The plot above is nicer but could benefit from some additional styling. I particularly like using `ggplot's alpha` argument to add transparency. I also find the default title and axis labels to be too close to the plot itself so you can use `vjust` to adjust this.

``````ggplot(sitedata, aes(reqSamples, count))+
ggtitle("Required vs Actual Sampling Frequency\n for Air Pollution Monitors")+
geom_point(position = position_jitter(w = 0.3, h = 0.3),
alpha=0.1, color="firebrick")+
xlab("Required Sampling Frequency for Valid Monthly Values")+
ylab("Actual Sampling Frequency")+
theme(plot.title = element_text(lineheight=.8, face="bold", vjust=1),
axis.title.x = element_text(vjust=-0.5),
axis.title.y = element_text(vjust=0.3))
``````

Much better!

Jitter spatial data

There are two situations where I might also consider jittering spatial data. First and most obvious is when I have overlapping points. In this situation a little jittering can help visualize the data though, again, be careful because the added noise can mislead those who view your map. In the second situation, you might have sensitive data like addresses that you want to jitter to protect anonymity. I’ll demonstrate this second situation using a tiny dataset I created by hand using a couple of store locations in New York City’s SoHo neighborhood, the Apple Store, Kidrobot (a cute pop-art store), Puck Fair (a favorite bar) and a great bookstore – McNally Jackson. For the record, I got the coordinates the old-fashioned way – by right-clicking on the new Google Maps and choosing ‘What’s Here’ which gives the coordinates.

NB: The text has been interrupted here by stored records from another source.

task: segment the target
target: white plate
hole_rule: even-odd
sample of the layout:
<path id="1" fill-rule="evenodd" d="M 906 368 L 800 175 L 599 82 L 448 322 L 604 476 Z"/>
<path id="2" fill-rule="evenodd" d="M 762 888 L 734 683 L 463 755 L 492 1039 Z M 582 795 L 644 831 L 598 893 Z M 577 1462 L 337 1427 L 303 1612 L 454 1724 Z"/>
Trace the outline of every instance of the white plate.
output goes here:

Here we create the data and map it the traditional way:

``````library(ggmap)
tmp<-data.frame(lat=c(40.725095,40.725116,40.724652,40.723371),
lon=c(-73.999115,-73.999775,-73.995937,-73.996085),
name=c("Apple Store", "Kidrobot", "Puck Fair", "McNally Jackson Books"))

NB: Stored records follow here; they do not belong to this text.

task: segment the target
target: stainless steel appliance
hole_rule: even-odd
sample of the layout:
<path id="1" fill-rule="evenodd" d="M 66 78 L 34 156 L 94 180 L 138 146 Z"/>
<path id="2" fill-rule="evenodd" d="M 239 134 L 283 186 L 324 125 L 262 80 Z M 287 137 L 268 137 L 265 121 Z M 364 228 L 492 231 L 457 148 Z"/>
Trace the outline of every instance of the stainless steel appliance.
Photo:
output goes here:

qmap("Prince St & Mercer St, New York City", zoom = 16, maptype="hybrid")+
geom_point(aes(x=lon, y=lat, color=name), data=tmp,  size=5)+
theme(legend.title=element_blank()) # turn off legend title
``````

And then we jitter a tiny bit. I believe that the jitter values are percentages based on the resolution of the data. Since a degree of latitude is approximately 110 KM in NYC then 0.002 is equivalent to 0.2% or 220 meters.

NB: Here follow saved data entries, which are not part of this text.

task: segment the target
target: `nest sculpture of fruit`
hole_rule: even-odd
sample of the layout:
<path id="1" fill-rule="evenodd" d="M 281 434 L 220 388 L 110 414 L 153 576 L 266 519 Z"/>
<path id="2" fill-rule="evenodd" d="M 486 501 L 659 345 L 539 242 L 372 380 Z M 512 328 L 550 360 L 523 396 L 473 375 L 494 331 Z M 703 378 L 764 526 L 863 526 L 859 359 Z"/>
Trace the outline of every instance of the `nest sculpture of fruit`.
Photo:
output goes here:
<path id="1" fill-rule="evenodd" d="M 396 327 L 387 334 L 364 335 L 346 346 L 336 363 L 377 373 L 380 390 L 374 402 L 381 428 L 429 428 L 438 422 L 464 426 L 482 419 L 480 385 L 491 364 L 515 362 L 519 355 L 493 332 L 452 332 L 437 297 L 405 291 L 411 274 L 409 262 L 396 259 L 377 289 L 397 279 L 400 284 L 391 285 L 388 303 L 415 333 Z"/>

``````qmap("Prince St & Mercer St, New York City", zoom = 16, maptype="hybrid")+
geom_point(aes(x=lon, y=lat, color=name), data=tmp, size=5,
position=position_jitter(w = 0.002, h = 0.002))
``````

And you can see that the points were moved randomly in both the X and Y direction obscuring (on purpose) the actual point locations.

Conclusions

Jittering data useful way to reveal patterns in your data that might be obscured by overplotting. I’ve found that using the `jitter` argument in R’s `ggplot` package is cleaner and easier to use than the `jitter` function in the `base` package but either option works well. Use jittering as needed in your exploratory data analysis but be cautious when using it in graphics for public consumption as the additional noise may confuse your audience.

2 responses

1. Kreuvf says:

Adding jitter is a random operation, so every time you run your programme the image will come out different. To avoid this, you may initialize the pseudo-random number generator with a hard-coded value like that: set.seed(20061001, “Mersenne-Twister”).

For reference: I’ve taken that from http://xtof.perso.math.cnrs.fr/pdf/ReproducibleAnalysis.pdf.

2. Jennifer says:

great post~ I just learnt the package ggplot2, and found it was amazing to create gorgeous and practical graphs.